[Python-Dev] PEP: Adding data-type objects to Python

Travis E. Oliphant oliphant.travis at ieee.org
Tue Oct 31 06:51:18 CET 2006


Greg Ewing wrote:
> Travis Oliphant wrote:
> 
>> The 'bit' type re-intprets the size information to be in units of "bits" 
>> and so implies a "bit-field" instead of another data-format.
> 
> Hmmm, okay, but now you've got another orthogonality
> problem, because you can't distinguish between e.g.
> a 5-bit signed int field and a 5-bit unsigned int
> field.

Good point.

> 
> It might be better not to consider "bit" to be a
> type at all, and come up with another way of indicating
> that the size is in bits. Perhaps
> 
>     'i4'   # 4-byte signed int
>     'i4b'  # 4-bit signed int
>     'u4'   # 4-byte unsigned int
>     'u4b'  # 4-bit unsigned int
> 

I like this.  Very nice.  I think that's the right way to look at it.

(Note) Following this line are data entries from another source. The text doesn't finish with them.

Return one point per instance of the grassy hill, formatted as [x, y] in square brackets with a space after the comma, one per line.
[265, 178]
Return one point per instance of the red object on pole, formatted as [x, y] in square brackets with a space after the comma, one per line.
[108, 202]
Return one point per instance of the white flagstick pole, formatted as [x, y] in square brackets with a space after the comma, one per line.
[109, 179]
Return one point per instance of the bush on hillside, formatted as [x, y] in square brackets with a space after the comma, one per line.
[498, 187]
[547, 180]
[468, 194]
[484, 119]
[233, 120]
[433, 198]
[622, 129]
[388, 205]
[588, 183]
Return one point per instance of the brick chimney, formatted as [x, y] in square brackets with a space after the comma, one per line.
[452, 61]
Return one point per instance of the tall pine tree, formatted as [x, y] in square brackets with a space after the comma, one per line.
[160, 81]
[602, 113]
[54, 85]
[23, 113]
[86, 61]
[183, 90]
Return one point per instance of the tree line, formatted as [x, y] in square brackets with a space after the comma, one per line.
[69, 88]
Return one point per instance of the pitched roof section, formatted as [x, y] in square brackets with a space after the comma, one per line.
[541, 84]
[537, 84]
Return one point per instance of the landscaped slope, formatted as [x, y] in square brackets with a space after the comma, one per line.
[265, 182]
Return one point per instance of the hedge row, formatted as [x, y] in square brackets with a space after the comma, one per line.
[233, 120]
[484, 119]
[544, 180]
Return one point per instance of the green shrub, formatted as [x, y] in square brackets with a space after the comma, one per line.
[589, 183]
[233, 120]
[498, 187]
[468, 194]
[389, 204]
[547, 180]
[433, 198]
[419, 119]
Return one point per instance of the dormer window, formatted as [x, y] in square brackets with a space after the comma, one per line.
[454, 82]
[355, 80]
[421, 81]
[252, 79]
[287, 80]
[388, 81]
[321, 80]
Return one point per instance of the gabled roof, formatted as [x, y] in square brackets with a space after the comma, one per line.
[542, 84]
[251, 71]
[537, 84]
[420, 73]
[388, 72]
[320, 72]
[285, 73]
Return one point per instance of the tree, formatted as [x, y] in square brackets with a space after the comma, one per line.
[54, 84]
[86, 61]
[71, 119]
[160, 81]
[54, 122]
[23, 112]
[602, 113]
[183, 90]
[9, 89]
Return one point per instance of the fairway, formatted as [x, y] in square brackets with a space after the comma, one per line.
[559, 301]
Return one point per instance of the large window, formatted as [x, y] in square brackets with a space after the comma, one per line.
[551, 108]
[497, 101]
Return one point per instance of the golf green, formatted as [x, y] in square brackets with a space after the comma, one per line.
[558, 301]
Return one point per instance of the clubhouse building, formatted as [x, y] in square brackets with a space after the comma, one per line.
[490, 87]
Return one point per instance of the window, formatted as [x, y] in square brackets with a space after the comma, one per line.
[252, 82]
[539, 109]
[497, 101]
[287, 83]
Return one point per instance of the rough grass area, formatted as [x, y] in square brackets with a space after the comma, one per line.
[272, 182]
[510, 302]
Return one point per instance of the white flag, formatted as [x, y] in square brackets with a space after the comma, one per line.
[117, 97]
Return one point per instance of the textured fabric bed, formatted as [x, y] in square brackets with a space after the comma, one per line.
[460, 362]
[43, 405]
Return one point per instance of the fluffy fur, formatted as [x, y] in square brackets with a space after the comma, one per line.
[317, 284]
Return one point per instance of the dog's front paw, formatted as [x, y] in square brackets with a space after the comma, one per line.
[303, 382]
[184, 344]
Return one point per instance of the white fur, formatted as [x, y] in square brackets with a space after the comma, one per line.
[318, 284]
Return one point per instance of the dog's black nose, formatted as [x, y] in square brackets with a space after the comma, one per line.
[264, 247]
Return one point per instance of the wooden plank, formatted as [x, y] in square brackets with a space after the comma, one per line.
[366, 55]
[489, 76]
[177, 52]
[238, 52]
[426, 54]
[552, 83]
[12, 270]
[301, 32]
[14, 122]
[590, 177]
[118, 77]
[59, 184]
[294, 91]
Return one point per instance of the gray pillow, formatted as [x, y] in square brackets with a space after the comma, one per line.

> (Next we can have an argument about whether bit
> fields should be packed MSB-to-LSB or vice versa...:-)

I guess we need another flag / attribute to indicate that.

The other thing that needs to be discussed at some point may be a way to 
indicate the floating-point format.  I've basically punted on this and 
just meant 'f' to mean "platform float"

Thus, you can't use the data-type object to pass information between two 
platforms that don't share a common floating point representation.